Patients with melanoma at Breslow thickness 1 to 4 mm, nonpalpable lymph nodes, and no other metastatic disease can be referred for sentinel lymph-node biopsy.3,4 Clinically positive nodes are usually managed with total resection of all lymph nodes in the area.4

Adjuvant medical therapy for melanoma is reserved for patients with metastatic disease or patients at high risk of metastatic disease with aggressive primary tumours.3 Treatment includes traditional chemotherapy, biologic therapy, and radiotherapy to palliate metastases. Vaccine therapy, a promising new biotherapeutic modality, is still under investigation.3 Unfortunately, no currently available therapeutic agent or combination therapy will notably improve survival in patients with metastatic disease.

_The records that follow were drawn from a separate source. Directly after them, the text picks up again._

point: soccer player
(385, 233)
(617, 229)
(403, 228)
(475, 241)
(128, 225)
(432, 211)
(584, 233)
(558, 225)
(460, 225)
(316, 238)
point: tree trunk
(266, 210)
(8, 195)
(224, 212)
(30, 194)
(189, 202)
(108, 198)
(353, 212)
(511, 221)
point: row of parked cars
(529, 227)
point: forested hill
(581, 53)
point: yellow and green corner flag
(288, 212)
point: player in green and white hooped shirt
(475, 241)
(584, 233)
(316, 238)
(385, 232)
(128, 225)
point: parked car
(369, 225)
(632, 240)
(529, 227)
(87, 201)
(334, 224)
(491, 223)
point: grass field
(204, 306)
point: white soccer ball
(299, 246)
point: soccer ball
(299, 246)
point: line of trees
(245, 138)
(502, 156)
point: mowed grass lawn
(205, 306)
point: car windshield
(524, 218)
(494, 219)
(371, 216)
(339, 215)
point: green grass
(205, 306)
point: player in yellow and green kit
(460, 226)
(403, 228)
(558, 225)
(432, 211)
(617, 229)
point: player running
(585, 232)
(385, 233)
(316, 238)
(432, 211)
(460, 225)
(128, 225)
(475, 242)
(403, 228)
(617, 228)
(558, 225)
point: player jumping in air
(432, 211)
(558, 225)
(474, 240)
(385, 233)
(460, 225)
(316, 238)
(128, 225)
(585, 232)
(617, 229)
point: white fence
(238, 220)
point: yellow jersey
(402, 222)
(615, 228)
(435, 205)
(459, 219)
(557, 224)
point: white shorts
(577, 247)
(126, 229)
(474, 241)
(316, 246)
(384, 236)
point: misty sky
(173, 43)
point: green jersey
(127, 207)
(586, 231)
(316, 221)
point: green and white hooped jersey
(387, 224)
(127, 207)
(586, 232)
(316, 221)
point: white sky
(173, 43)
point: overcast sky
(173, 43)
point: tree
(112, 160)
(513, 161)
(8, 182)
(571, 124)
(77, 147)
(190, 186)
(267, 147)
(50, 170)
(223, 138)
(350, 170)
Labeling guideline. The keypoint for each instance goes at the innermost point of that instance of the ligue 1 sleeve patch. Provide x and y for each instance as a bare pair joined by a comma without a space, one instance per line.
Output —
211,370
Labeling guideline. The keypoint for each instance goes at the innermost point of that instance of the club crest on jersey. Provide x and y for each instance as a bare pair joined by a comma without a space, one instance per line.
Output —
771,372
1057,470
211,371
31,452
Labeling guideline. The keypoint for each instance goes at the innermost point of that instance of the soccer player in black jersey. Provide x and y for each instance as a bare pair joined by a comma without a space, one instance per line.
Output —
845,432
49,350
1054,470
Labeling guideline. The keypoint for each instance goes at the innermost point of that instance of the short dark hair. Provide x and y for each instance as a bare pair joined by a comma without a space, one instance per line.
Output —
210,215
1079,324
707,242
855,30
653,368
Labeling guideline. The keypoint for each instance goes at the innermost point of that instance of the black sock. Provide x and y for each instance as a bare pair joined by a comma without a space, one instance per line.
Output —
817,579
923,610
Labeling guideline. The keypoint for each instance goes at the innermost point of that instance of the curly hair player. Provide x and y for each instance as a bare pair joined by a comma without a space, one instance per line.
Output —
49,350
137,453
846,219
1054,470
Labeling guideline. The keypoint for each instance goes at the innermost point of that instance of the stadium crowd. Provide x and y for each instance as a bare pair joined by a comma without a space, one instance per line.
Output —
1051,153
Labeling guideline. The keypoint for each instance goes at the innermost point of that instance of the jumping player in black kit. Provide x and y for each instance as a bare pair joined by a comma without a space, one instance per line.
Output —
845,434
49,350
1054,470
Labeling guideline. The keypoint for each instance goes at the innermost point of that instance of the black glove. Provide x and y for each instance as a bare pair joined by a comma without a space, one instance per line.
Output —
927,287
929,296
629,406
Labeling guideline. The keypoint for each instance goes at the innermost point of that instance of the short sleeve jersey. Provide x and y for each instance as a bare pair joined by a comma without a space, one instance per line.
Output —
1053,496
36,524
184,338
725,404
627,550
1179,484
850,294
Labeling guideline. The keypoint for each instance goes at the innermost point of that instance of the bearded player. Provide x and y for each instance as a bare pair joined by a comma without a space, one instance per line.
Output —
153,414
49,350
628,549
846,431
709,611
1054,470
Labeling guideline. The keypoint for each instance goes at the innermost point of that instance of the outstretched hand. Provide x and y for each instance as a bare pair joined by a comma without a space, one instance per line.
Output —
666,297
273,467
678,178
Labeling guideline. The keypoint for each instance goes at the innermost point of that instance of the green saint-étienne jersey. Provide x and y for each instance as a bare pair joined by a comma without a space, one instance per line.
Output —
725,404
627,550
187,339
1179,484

It is highly recommended that all patients diagnosed with melanoma be followed up by dermatologists or oncologists, especially patients with melanomas at Breslow depth >1 mm and patients with nodal and other metastatic involvement. No evidence supports a specific follow-up interval, but patients should be seen 1 to 4 times yearly, depending on the thickness of the lesion and other risk factors, for 2 years after diagnosis and once or twice yearly thereafter.5 Patients diagnosed with melanoma and their first-degree relatives are encouraged to take preventive measures, such as avoiding sun exposure and use of tanning booths and wearing protective clothing and sunscreen.3 Annual skin examinations by dermatologists are highly recommended for all melanoma patients and their first-degree relatives.

Family physicians are strongly encouraged to be aggressive in diagnosing melanoma. Any suspicious-looking lesion should be biopsied.